I read over the weekend that President Obama might try to help Democrats in the Congressional election by staying quiet. After all, since he has been in office for, what, 17 months, some are beginning to blame him for the consequences of a 30 year debt binge by Generation Greed.
That would just extend the biggest mistake he has made. Obama built up a huge political organization during his campaign that attracted donations and support from millions of Americans. I had expected, with his campaign team joining him in Washington, that the campaign would be extended and its supporters mobilized to confront the country’s problems. By, for example, providing support to members of Congress who supported his plans, and challenges to those who didn’t. It hasn’t really happened.
It has sometimes seemed as if the Obama revolution ended with his election, rather than started, unlike (say) the Reagan and FDR revolutions.
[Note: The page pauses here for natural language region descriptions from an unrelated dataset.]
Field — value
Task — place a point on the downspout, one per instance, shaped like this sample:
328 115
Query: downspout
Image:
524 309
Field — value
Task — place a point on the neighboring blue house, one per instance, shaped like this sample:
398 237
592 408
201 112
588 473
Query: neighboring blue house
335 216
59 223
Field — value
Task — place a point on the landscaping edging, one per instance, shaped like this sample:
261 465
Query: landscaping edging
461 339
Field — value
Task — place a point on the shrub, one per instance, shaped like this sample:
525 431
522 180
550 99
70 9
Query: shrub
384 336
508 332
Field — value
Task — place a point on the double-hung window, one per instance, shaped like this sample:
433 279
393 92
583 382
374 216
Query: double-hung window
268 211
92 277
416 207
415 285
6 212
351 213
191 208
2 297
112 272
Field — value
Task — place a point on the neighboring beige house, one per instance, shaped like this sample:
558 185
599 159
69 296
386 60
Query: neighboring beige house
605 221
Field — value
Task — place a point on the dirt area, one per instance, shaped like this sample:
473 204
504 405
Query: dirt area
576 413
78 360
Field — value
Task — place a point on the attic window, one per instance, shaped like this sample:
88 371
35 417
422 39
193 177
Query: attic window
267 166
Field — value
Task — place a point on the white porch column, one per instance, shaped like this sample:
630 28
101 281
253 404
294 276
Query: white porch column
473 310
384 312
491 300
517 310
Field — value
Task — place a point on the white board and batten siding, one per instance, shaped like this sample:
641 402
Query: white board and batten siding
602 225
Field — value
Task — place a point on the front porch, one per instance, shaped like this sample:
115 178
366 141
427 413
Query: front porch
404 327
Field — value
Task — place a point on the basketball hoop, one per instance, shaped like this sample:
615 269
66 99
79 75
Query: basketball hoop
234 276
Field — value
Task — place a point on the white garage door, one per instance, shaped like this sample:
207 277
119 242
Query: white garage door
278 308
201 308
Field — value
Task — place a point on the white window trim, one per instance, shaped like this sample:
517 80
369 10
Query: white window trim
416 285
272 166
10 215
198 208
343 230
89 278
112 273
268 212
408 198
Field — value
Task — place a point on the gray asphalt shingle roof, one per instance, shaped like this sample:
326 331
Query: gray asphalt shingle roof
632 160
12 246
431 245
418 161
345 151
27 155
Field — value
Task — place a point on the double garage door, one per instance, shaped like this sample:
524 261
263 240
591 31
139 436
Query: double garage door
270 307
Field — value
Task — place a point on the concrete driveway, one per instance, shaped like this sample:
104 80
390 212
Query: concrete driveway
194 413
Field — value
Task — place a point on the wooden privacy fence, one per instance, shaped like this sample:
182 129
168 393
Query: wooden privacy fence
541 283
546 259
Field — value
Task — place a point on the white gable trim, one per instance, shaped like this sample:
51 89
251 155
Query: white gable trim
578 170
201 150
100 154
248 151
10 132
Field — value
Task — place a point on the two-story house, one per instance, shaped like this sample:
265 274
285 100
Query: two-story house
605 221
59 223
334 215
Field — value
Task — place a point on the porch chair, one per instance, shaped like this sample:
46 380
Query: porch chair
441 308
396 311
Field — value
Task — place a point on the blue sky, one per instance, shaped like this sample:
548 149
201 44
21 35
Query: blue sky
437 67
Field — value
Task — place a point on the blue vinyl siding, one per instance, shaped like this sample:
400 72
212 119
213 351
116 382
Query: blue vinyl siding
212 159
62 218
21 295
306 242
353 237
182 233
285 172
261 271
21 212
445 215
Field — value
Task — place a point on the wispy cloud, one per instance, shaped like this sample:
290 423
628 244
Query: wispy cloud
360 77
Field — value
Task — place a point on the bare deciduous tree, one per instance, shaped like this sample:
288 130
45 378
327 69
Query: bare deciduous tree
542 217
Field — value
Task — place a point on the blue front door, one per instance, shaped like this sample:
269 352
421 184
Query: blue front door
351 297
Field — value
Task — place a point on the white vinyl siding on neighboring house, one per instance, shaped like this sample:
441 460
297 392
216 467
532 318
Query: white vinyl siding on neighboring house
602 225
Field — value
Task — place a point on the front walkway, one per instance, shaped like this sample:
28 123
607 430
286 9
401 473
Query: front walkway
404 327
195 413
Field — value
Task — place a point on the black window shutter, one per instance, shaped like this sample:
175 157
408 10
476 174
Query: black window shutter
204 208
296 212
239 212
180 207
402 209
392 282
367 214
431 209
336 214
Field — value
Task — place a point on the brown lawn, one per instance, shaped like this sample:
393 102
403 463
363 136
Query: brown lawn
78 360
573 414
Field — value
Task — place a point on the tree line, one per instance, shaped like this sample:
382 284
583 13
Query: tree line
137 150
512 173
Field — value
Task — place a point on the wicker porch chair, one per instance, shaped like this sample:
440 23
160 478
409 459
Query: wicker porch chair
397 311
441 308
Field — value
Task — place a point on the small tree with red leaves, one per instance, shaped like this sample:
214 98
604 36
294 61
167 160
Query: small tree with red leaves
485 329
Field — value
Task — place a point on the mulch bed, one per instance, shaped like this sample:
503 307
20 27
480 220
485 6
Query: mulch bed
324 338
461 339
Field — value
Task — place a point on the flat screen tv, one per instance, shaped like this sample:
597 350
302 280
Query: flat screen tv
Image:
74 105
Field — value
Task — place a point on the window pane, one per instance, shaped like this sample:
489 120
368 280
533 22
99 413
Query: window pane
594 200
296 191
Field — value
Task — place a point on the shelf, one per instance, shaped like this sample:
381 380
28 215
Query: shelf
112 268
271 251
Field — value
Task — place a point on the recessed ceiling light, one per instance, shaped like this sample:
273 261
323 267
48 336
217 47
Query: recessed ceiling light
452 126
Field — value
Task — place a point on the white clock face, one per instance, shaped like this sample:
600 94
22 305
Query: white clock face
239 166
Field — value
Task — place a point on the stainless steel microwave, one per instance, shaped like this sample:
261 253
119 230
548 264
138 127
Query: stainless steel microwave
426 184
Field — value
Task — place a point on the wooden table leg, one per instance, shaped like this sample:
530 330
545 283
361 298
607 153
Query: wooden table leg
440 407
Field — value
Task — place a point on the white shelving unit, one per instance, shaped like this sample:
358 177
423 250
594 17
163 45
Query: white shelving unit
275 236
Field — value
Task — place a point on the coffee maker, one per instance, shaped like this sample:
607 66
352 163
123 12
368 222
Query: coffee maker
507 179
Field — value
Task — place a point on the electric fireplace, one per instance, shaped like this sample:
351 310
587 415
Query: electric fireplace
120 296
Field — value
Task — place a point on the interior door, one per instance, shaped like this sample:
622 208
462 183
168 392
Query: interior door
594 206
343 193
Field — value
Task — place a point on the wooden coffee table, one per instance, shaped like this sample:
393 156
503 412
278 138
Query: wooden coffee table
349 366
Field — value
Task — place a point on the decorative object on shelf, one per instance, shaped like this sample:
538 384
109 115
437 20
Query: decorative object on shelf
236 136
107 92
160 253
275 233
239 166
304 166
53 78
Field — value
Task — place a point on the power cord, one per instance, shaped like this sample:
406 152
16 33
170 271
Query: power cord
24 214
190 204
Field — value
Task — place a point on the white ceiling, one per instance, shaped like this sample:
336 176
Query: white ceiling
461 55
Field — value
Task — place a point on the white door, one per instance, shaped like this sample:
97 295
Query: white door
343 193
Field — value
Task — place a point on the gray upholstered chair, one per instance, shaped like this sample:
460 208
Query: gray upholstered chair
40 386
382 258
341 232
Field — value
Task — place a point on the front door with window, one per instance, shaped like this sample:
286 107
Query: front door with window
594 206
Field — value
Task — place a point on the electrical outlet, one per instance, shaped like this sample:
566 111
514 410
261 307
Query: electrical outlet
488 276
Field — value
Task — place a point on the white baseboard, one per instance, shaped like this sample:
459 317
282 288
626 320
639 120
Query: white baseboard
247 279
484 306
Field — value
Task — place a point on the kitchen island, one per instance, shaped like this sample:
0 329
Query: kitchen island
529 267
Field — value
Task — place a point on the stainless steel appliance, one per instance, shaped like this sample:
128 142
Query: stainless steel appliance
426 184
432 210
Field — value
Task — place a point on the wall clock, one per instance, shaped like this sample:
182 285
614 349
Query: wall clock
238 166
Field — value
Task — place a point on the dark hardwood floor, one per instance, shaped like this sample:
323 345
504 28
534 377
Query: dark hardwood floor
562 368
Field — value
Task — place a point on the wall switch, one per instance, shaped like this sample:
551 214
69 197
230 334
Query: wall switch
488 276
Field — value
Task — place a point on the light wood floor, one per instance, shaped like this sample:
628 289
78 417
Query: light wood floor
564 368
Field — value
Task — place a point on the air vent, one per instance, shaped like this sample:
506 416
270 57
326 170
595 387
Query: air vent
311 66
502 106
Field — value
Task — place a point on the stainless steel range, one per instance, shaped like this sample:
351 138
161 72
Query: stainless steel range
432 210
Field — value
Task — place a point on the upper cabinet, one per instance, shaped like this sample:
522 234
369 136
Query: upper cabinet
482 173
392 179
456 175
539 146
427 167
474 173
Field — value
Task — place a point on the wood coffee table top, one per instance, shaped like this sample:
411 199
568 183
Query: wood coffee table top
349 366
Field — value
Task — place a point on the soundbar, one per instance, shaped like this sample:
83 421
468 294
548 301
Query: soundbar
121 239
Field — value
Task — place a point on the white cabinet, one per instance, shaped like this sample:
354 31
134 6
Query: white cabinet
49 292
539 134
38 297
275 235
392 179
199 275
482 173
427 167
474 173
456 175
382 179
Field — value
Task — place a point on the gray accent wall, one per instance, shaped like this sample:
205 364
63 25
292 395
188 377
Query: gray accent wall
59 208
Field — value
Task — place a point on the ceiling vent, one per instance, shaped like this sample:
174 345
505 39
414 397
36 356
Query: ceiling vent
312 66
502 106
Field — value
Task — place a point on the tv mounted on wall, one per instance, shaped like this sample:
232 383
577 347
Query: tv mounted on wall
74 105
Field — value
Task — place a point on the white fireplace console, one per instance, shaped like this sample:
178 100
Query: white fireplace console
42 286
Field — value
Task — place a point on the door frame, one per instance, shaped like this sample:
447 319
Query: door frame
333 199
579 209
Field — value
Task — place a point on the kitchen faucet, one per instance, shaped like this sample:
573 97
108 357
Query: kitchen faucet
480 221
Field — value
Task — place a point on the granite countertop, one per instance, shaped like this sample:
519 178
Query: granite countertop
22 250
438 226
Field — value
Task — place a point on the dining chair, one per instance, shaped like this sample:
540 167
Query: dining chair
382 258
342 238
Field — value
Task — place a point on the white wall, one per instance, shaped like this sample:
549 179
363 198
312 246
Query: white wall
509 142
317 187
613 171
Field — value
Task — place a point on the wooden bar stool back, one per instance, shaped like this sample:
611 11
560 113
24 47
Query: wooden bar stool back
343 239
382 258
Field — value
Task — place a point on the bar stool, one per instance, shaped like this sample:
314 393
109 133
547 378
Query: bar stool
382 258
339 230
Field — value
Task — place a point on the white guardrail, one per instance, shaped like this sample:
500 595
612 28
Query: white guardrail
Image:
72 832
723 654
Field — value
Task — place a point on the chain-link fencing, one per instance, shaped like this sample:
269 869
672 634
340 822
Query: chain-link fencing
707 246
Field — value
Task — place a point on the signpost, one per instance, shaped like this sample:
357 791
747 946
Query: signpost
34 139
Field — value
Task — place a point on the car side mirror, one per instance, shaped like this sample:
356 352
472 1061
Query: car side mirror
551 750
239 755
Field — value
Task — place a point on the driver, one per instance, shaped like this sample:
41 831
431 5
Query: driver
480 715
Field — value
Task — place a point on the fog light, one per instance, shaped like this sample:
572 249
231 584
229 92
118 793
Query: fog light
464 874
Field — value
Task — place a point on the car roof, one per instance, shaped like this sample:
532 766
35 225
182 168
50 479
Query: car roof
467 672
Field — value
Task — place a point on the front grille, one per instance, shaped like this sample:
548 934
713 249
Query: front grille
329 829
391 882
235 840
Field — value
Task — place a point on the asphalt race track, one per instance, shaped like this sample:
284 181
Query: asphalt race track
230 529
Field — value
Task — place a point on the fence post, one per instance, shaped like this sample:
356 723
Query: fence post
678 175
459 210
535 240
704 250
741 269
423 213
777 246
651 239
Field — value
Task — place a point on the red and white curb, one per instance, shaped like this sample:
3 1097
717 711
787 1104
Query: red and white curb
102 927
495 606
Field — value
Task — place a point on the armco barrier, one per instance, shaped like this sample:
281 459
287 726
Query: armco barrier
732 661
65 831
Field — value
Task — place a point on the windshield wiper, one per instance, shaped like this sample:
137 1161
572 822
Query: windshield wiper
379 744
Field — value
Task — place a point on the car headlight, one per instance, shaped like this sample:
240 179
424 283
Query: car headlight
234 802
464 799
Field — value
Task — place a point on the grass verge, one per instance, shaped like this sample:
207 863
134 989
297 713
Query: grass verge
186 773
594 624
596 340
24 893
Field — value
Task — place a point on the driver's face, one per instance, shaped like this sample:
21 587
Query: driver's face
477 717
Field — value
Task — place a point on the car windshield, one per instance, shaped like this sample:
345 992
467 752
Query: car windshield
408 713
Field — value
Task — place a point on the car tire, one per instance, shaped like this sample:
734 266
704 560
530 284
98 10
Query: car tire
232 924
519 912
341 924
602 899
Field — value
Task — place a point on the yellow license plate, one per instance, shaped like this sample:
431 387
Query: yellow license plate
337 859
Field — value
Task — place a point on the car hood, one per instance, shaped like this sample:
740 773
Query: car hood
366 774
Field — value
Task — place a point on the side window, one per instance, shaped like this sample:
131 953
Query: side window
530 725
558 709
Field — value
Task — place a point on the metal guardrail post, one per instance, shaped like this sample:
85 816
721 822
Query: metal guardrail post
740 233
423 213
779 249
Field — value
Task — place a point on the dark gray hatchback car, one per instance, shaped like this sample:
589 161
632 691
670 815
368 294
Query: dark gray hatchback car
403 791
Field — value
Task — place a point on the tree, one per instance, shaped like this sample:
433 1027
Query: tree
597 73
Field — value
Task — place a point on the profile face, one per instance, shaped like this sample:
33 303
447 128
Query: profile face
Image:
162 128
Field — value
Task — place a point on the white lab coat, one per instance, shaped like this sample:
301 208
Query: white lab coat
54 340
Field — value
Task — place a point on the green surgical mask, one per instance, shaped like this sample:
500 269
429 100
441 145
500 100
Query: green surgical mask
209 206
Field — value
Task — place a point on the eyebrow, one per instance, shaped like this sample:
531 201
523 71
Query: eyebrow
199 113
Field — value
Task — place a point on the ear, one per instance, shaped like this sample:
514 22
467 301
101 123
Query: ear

I say that despite the passage of health care reform and financial reform, significant but muddled achievements made incremental by the decision to placate too many vested interests. If he believes in them, he needs to defend them — and contrast them with the reality of the prior policy. Otherwise, his opponents will simply contrast current conditions — in the middle of a recesion — with a fantasy world.
Taking office in a crisis, FDR continued his campaign with a series of fireside chats on the radio — the sole mass media of the time that allowed direct communication between the President and the people. I’m sure President Obama has a radio address on some station sometime. But adjusted for the growth of information and communication technology, that would be the equivalent of FDR giving a few speeches to a few thousand people in a few cities and going home in 1933.
Health care reform appeared dead before the President decided to go to the people and push again. He ought to be explaining what the situation is, how it came to be that way, and how things might turn around. If he has a clue about this, the President certainly can gain the forum to make his interpretation stick.
And he should not just talk about what the government has done to turn things around, but what people and business need to do to turn things around for themselves and their communities. I don’t hear him doing that. The President is a leader of the country, not just the CEO of the government.